Thanks Spacefem, you've made this sound like a beautiful experience.
It's ridiculous. But it's also awesome, trust me, just like everything else related to motherhood. Pregnancy, childbirth, telling your toddler she can only lick interior walls... it's all rewarding and all insane. Might as well add breastfeeding to the mix, it blends right in.

Comments

( 9 comments — Leave a comment )
irinarempt.pip.verisignlabs.com
Jun. 14th, 2013 04:47 pm (UTC)
Even I feel my breasts tingle when I hear a hungry baby crying, and I'm 55 and the last time I breastfed anyone is 17 years ago. I'm in the church choir and sing at a lot of baptisms... One time three of us in the choir clutched at our breasts, one 7 years and one 11 years older than me, saying "Hungry!"

That said: yes, totally. My first, at 9 1/2 months, only wanted milk at 5am so I told her "no way. young lady!". The second stopped at 10 months or so, the third (her twin) found that the milk had run out at 11 months to the day. I'd have liked to go on longer, but they were pretty omnivorous by that time anyway.

(Now they've all graduated from high school, at the same time!)

Edited at 2013-06-14 04:59 pm (UTC)
athene
Jun. 14th, 2013 06:00 pm (UTC)
"How often will my baby want to eat?
Depends. How often will you be in the same room?

What cues should I look for to see if my baby's hungry?
Did you just feed the baby? No?

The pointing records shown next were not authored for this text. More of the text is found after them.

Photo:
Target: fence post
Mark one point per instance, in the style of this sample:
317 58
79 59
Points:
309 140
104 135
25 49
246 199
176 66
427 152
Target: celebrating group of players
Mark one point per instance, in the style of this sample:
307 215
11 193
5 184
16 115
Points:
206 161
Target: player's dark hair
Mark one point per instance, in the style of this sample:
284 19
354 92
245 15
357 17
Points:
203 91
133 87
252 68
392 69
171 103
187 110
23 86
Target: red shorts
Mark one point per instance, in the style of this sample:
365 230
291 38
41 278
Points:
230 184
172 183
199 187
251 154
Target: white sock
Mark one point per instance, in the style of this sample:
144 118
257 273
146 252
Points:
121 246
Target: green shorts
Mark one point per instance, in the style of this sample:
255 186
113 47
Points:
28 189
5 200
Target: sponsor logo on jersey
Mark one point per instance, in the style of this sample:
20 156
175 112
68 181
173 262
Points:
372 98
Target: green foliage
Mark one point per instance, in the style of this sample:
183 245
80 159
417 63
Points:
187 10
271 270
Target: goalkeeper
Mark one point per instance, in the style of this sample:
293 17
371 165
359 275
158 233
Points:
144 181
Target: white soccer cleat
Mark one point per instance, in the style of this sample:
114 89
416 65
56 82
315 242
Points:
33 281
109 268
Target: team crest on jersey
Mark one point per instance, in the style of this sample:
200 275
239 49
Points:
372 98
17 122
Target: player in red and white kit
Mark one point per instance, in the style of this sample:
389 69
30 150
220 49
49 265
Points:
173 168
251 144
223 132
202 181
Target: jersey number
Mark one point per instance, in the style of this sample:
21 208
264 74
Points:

Then it's probably time to feed the baby."

Love it!
sandokai
Jun. 14th, 2013 07:55 pm (UTC)
Hmmm... well some of this only happens sometimes. Like some women don't leak at all. But it was definitely one of the more interesting breastfeeding guides I've ever seen :)
kirstene
Jun. 18th, 2013 07:54 am (UTC)
really? no leaking at all? without tandem nursing? I had no idea. Lucky women.
sandokai
Jun. 18th, 2013 04:17 pm (UTC)
I think I leaked twice in 18 months of nursing, and those two times in the first two months.

On the downside, trying to pump enough milk was h-e-l-l, so maybe it's good to be leaky.
tiferkid
Jun. 14th, 2013 08:27 pm (UTC)
This is awesome. I totally co-sign this. I also thought the kid would be done at 12 months...Joke's on me
aliki
Jun. 15th, 2013 12:45 am (UTC)
This cracked me up! Thanks for the laugh.
sunneschii
Jun. 15th, 2013 08:04 am (UTC)
This was great! Thank you!
aryanhwy
Jun. 15th, 2013 09:14 pm (UTC)
What if breastfeeding isn't for me?
Life will go on. Plenty of brilliant people were raised on crappier formula than what's out there today.


While I still wish nursing had worked out better for us, when I look at how things have gone, it's hard not to be pleased.